Si pensi, in primo luogo, al datore di lavoro, che è titolare di una posizione giuridica di garanzia a tutela dei soggetti a lui subordinati, e (alla sua fiducia nel) all’adempimento dei propri doveri di diligenza da parte dei lavoratori, i quali risultano di per sé destinatari di specifici obblighi, secondo quanto disposto dall’art. 20 d.lgs. n. 81/2008. Il datore di lavoro ha il dovere di attuare le misure di sicurezza previste nel T.U.S.L., di informare i lavoratori sui rischi specifici derivanti dallo svolgimento delle proprie mansioni, di esigere il rispetto delle disposizioni impartite, di vigilare sul comportamento dei lavoratori e di formarli, informarli e addestrarli alle proprie mansioni. Qualora il datore di lavoro abbia correttamente adempiuto tali obblighi, in particolare quello di vigilanza, eventualmente individuando soggetti idonei al controllo dei lavoratori (non potendo, naturalmente, chiedersi un suo controllo personale e continuo), potrà, nonostante la titolarità di una posizione di garanzia, far affidamento sul corretto svolgimento dei propri compiti da parte dei lavoratori e dei soggetti preposti al loro controllo, a meno che non si palesino elementi in senso opposto, e potrà non essere rimproverabile a titolo di colpa. Questo, da un punto di vista teorico: nella prassi, infatti, la posizione di garanzia facente capo al datore di lavoro è ritenuta particolarmente stringente e solo in caso di comportamenti anomali ed eccezionali dei lavoratori la giurisprudenza gli ha riconosciuto un’esenzione da responsabilità.

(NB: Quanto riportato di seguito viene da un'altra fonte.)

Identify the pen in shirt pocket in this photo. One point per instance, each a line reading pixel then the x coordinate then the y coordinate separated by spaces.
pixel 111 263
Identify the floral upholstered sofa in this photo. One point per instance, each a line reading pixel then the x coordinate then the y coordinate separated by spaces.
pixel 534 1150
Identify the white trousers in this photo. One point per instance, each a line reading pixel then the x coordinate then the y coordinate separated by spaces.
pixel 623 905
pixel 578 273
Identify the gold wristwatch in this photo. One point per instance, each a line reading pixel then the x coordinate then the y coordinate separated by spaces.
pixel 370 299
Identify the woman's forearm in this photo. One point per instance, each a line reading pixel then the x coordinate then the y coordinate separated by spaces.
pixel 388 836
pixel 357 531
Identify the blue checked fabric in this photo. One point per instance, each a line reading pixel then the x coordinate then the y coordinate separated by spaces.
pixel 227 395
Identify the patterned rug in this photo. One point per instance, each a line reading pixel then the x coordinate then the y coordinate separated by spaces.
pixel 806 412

Un’altra situazione in cui sarebbe possibile garantire l’operatività del principio di affidamento, nonostante la titolarità di una posizione di garanzia da parte del soggetto, riguarda l’attività medico-chirurgica e, in particolare, la figura del capo-
équipe.
Il capo dell’équipe, di solito un primario ospedaliero, oltre a selezionare in modo oculato i propri collaboratori (rischiando altrimenti un rimprovero a titolo di
culpa in eligendo) deve premurarsi di informarli ed istruirli adeguatamente circa
le condotte da tenere, stabilendo le direttive opportune e vigilando di massima circa il loro adempimento da parte dei sottoposti. Se avrà adempiuto correttamente questi suoi doveri, fermo restando che egli abbia correttamente assolto anche gli atti che rientrano nei suoi compiti specifici, potranno delinearsi i presupposti per un suo legittimo affidamento sul corretto svolgimento delle mansioni assegnate, fintanto che non emergano segnali che portino a dubitarne.